Even some of our first- and second- round picks have been given starting spots with no competition: Nick Collins, Greg Jennings, Brandon Jackson, and AJ Hawk. And before you play the "Aaron Rodgers sat on the bench for three years" card, do you honestly think he would have sat the bench had Favre retired (for good), even after the 2004 season? You think Rodgers would have watched while Ingle Martin took snaps under center?
Anyway, my point is not to belittle these guys, but to shower not only praise on Matthews, but in how he earned his way into a starting job instead of having it handed to him.
Early in the offseason, the two players trying to earn a spot opposite Aaron Kampman were Brady Poppinga and surprise upstart Jeremy Thompson. Clay was being touted as a "special teams maven" that would likely be the heir apparent for Kampman. Even so, I still worried that TT might be tempted to toss him in there earlier in order to defend the heavy price paid for him.
As preseason rolled around, Jeremy Thompson faded away and Poppinga appeared to be the man competing with Matthews for that spot. In the end, Poppinga got the start on opening day and began a stretch of mediocre performances.
Slowly, Matthews began to get a little more playing time, essentially blurring the line between who was the starter and who was the rotational player. By the time the Packers met the Lions in Week 6, Matthews was named the starter in the base defense. But he didn't just get the job because Poppinga was struggling.
He had been making plays in the first four games, including a key pressure against Jay Cutler in Week 1 that resulted in an interception, a sack of Carson Palmer in Week 2, and several passes defensed. But the big one was the strip of the ball from the best running back in football in Week 4, resulting in a stunned Adrian Peterson and a touchdown return for Matthews.
And since getting that start, Matthews has done everything except slow down.
He earned the Pepsi NFL Rookie of the Week honors in his first start against the Lions, and then again against Dallas in Week 9 when he forced and recovered two fumbles. In only nine starts, he leads the team with seven sacks. The last time a rookie linebacker led the team in sacks was 1986, when Tim Harris finished with eight.
But the best part of it all is that Matthews didn't get his starting spot based on his draft position or on his rather legendary last name. He earned it and continues to earn it each and every week. He is aware that there are veteran linebackers behind him, like Brandon Chillar and Poppinga, ready to take over in the event he falters, and continues to play at a high level.
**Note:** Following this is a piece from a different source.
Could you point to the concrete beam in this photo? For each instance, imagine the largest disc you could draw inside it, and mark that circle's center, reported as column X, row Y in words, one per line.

After this past week's game against Baltimore, Matthews has been named the NFC Defensive Player of the Week with six tackles, two sacks, a forced fumble, and three QB hits. Not the Defensive Rookie of the Week...the NFC PLAYER of the Week. The same award won by Charles Woodson, a veteran Pro Bowler.
Even better, as his play has improved, so has the play of the guys around him. Fellow long-haired first-rounder linebacker AJ Hawk has demonstrated some gains in his playmaking, making an athletic interception against the Ravens and posting 17 tackles over the last two weeks. This from a guy who was essentially off the field for most of the game earlier in the season and heard whispers that he would soon be benched as a draft bust. Nick Barnett has also been better than solid as late, developing into a playmaker in stopping the run game.
That's the definition of a star player...one who makes the players around him better, and Barnett and Hawk have reaped the benefits of playing next to a guy who doesn't need to be compensated for, like Kampman needed before he was hurt. Instead of being a converted defensive end, Matthews has entered the Dom Capers 3-4 scheme on the ground floor, and has immediately put his skills to work within it.
Hawk has long been criticized for having a low ceiling, but Matthews' ceiling hasn't been sighted yet. Is it worth the price paid in the draft to get him? Time will tell, but early results would say that not only was the bevy of picks given up for Matthews worth it, but Ted Thompson may have pulled off the steal of the draft.